It is a leader in its space, which is called SIEM (Security Information and Event Management) and its space remains hot. The latest Gartner rates Splunk #1 in its space, followed by IBM. Splunk has been ranked the strongest vendor in the space for the last several years, and there is nothing on the horizon that suggests that either the SIEM space or Splunk’s competitive position in cyber-security is going to be soon disrupted.
One interesting element in the evaluation of the SIEM space is a study by IDC to the effect that users are focussing in Cyber Security on services like SIEM, that provide warning of threats before the attacks actually takes place. Gartner says that 60% of information security budgets will be for rapid detection and response approaches by 2020, up from 20% in 2015. It thus suggests that a company like Splunk might be able to sustain 30% growth for several years, something significantly different that what is assumed today in the consensus or by most investors.
It is now transitioning from a primarily on-prem model to one based on cloud and subscription use of its software. It is this transition, and its effect on reported numbers, that seems to upset some analysts. Revenues from the cloud doubled last quarter which, indeed, is why Maintenance and Services revenues jumped so sharply. But the rise in Subscription revenue caused License revenue growth to fall, and that lead to what was considered to be a miss of bookings expectations. The so-called miss in bookings metrics really wasn’t much.

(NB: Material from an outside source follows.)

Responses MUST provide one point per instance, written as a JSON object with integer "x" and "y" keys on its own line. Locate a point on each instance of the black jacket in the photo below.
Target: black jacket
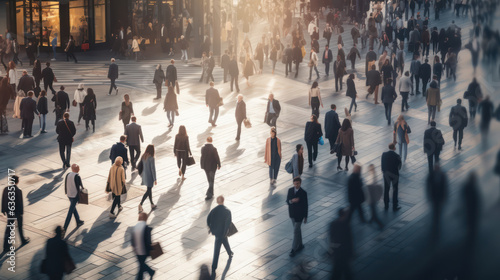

One thing that has remained is that Splunk hasn’t managed to break the habit of handing out stock based comp to all and sundry. The bad habit is still there and still a reason that there are many investors who will not buy the shares. And yet the case could be made, that expressed in terms of its growth and its percent of revenues, even sb comp is starting to show less unfavorable trends. Investors seem a bit more concerned about profitability in recent months than has heretofore been the case. Has Splunk gotten the message?
Inside the company’s latest quarterly report and outlook
Revenues increased by 30% year on year. License revenue was up 18%, while the Maintenance and Services revenue, now the larger of the two, grew by 48%.
The gross margin comparison was impacted by the mix shift. Margin pressure is likely to continue as more revenues come from a SaaS product consumption model and while users use different pricing plans to eliminate the capacity charges for file indexing.
Splunk is achieving a measure of expense discipline. All of the following numbers are GAAP. R&D costs increased by 6%. Even S&M expense showed a relatively moderate growth of 20% while G&A costs rose by 14%.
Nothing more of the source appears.